Desde ese momento, la carrera de Ángel Pulla tomó vuelo hacia el éxito. Se convirtió en el primer ecuatoriano en tener una prótesis de fibra de carbono especial para deportistas de élite, que le entregó el Ejército ecuatoriano como reconocimiento a su temple de soldado y, sobre todo, como apuesta a su enorme potencial para convertirse en uno de los atletas paraolímpicos más importantes del país.
Ángel Pulla respondió a las expectativas de manera increíble. Ha representado al Ecuador en competencias internacionales en Brasil, Colombia, Perú y Estados Unidos, en este último consiguió el quinto lugar en los 42 kilómetros del Maratón de Nueva York; entre sus preseas destaca una medalla de oro en los 2 500 metros planos en el Paranacional de Medellín. Dentro y fuera del país Ángel ha participado en un sinnúmero de competencias y completó tres carreras Ironman, un circuito que demanda el más alto rendimiento de los atletas de élite. “Llevar los colores del Ecuador por el mundo me enorgullece mucho. Puedo decir que no solo defendí a mi patria en la guerra, también lo hago en el asfalto”.

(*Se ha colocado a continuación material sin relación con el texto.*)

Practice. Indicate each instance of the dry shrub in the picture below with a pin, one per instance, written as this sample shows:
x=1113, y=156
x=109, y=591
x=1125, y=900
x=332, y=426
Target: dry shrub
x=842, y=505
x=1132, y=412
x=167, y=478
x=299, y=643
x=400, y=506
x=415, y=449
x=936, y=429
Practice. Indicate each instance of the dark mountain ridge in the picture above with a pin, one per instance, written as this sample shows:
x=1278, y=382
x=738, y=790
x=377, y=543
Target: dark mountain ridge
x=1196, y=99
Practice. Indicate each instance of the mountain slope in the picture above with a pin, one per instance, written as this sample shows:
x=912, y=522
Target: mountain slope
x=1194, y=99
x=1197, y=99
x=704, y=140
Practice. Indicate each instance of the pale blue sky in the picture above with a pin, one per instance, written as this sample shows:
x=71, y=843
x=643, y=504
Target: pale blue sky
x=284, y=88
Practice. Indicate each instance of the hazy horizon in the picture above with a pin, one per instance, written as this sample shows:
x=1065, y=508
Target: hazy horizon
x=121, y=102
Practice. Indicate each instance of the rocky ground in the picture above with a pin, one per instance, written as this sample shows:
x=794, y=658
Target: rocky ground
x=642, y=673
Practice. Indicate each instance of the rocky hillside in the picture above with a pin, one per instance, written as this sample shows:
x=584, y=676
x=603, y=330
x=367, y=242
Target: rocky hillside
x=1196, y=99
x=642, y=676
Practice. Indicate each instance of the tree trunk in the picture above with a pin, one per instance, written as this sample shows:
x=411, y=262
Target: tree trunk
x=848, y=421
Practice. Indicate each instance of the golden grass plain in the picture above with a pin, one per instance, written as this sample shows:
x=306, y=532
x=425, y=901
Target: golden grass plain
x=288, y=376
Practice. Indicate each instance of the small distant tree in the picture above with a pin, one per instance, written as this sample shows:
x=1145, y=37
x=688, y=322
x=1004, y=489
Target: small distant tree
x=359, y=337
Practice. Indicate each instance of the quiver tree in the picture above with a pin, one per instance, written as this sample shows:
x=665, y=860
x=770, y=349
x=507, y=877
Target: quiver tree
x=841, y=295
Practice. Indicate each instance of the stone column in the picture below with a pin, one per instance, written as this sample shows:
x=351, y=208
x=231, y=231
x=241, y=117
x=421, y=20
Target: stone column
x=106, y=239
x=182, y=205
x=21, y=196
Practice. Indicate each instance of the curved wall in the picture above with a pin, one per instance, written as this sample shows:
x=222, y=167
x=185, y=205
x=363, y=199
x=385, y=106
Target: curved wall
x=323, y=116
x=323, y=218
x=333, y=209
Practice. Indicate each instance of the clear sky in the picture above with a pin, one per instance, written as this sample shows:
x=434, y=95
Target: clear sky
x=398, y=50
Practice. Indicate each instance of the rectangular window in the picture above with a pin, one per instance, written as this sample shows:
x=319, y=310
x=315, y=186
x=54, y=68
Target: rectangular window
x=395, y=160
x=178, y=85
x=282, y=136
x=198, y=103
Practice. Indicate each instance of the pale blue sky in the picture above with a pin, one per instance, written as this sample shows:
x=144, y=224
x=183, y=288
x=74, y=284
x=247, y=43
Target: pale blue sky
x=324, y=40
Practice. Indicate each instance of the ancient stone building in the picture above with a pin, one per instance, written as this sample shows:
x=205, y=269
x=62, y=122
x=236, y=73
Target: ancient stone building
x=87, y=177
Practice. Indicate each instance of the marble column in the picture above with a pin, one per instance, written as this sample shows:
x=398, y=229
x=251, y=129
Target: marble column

en un deportista de élite que ha dejado en alto el nombre del Ecuador en varias
competencias.
Después de veintitrés años de servicio, Ángel se retiró de la vida militar y la FAE le otorgó una beca de estudio. Ángel es ahora, a los 43 años, licenciado en Cultura Física y entrena a jóvenes que aspiran a ser militares y policías en su centro de acondicionamiento Héroes del Cenepa, en Machala. “Nunca pensé que diría esto: quedarme discapacitado me abrió puertas que nunca creí posibles. Encontré en el deporte una salida a mi alcoholismo, a mis traumas y problemas personales. Yo pensé que no volvería a caminar, mucho menos a correr, volar por los aires, representar a mi país y competir por medallas. Cada día estoy más convencido de que no existen cosas imposibles, solo personas incapaces. Tenemos que derribar esas barreras mentales y convencernos de que lograremos lo que nos proponemos. Es la única manera de vencer”.